Of course, one won't know what the "initial condition in the future" is, but one can instead make that a parameter. By doing so, each interval can be solved independently, and one can then add to the cost function that the end of one interval must match up with the beginning of the other. This can make the integration more robust, since shooting with incorrect parameters over long time spans can give massive gradients which makes it hard to hone in on the correct values.

Collocation Methods

If the data is dense enough, one can fit a curve through the points, such as a spline:

If that's the case, one can use the fit spline in order to estimate the derivative at each point. Since the ODE is defined as $u^\prime = f(u,p,t)$, one can then use the cost function

\[ C(p) = \sum_{i=1}^N \Vert\tilde{u}^{\prime}(t_i) - f(u(t_i),p,t)\Vert \]
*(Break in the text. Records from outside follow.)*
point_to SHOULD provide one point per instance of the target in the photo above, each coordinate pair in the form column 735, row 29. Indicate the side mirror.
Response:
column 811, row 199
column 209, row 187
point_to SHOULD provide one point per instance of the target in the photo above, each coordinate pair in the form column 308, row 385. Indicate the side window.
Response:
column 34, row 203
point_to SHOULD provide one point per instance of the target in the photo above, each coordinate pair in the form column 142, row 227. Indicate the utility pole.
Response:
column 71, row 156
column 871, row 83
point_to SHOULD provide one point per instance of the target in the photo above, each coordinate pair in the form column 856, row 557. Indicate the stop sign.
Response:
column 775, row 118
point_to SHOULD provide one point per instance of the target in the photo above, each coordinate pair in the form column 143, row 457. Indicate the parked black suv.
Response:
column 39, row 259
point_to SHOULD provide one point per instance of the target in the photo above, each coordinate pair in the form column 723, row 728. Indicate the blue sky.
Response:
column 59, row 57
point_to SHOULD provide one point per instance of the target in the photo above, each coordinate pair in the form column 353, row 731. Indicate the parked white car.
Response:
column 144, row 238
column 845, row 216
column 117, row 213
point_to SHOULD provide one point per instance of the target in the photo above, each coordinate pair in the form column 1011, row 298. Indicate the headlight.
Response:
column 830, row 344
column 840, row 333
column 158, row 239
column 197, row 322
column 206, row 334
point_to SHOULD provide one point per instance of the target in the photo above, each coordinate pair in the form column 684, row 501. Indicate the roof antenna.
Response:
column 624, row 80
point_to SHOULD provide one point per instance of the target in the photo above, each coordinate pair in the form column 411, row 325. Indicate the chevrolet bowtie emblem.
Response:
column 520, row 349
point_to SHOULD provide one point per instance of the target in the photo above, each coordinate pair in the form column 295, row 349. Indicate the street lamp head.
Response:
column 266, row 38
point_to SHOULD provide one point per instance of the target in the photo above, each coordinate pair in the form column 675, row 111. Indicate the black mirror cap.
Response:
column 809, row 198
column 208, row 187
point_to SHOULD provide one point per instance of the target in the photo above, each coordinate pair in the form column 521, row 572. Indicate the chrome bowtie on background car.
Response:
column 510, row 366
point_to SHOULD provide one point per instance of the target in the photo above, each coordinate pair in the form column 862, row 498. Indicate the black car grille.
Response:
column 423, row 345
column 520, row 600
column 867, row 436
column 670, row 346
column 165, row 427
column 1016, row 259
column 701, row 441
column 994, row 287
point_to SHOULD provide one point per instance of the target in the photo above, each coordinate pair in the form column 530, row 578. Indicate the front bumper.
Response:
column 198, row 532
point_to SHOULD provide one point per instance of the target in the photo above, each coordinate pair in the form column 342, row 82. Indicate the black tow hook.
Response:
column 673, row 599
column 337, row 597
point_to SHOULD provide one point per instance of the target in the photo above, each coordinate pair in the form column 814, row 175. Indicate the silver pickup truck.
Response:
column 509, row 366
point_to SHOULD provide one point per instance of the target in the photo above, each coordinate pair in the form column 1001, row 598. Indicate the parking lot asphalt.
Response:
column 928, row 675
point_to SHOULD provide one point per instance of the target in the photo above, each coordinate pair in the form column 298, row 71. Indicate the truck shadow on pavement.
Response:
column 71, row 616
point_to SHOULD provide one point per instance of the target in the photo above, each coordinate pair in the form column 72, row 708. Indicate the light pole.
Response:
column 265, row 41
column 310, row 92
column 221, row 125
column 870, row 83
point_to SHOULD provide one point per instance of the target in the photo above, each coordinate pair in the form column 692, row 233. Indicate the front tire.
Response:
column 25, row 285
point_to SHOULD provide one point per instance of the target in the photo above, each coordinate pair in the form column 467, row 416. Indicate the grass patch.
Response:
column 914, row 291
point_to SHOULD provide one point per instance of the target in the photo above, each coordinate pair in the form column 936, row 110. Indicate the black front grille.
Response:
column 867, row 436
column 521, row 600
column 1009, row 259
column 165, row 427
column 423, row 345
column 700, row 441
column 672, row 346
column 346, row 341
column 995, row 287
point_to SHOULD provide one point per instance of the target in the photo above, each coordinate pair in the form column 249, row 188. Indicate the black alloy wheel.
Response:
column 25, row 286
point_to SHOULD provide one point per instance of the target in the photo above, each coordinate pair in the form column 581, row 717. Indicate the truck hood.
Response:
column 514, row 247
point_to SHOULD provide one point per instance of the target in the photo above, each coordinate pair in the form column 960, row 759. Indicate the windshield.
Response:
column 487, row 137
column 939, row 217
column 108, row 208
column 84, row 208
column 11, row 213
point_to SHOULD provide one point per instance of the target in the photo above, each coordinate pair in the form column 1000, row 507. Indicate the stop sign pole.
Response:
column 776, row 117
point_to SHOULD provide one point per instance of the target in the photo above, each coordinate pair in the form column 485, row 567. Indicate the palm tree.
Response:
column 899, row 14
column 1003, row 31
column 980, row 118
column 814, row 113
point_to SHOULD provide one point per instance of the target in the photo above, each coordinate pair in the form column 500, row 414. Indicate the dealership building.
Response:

where $\tilde{u}^{\prime}(t_i)$ is the estimated derivative at the time point $t_i$. Then one can fit the parameters to ensure this holds. This method can be extremely fast since the ODE doesn't ever have to be solved! However, note that this is not able to compensate for error accumulation, and thus early errors are not accounted for in the later parts of the data. This means that the integration won't necessarily match the data even if this fit is "good" if the data points are too far apart, a property that is not true with fitting. Thus, this is usually done as part of a two-stage method, where the starting stage uses collocation to get initial parameters which is then completed with a shooting method.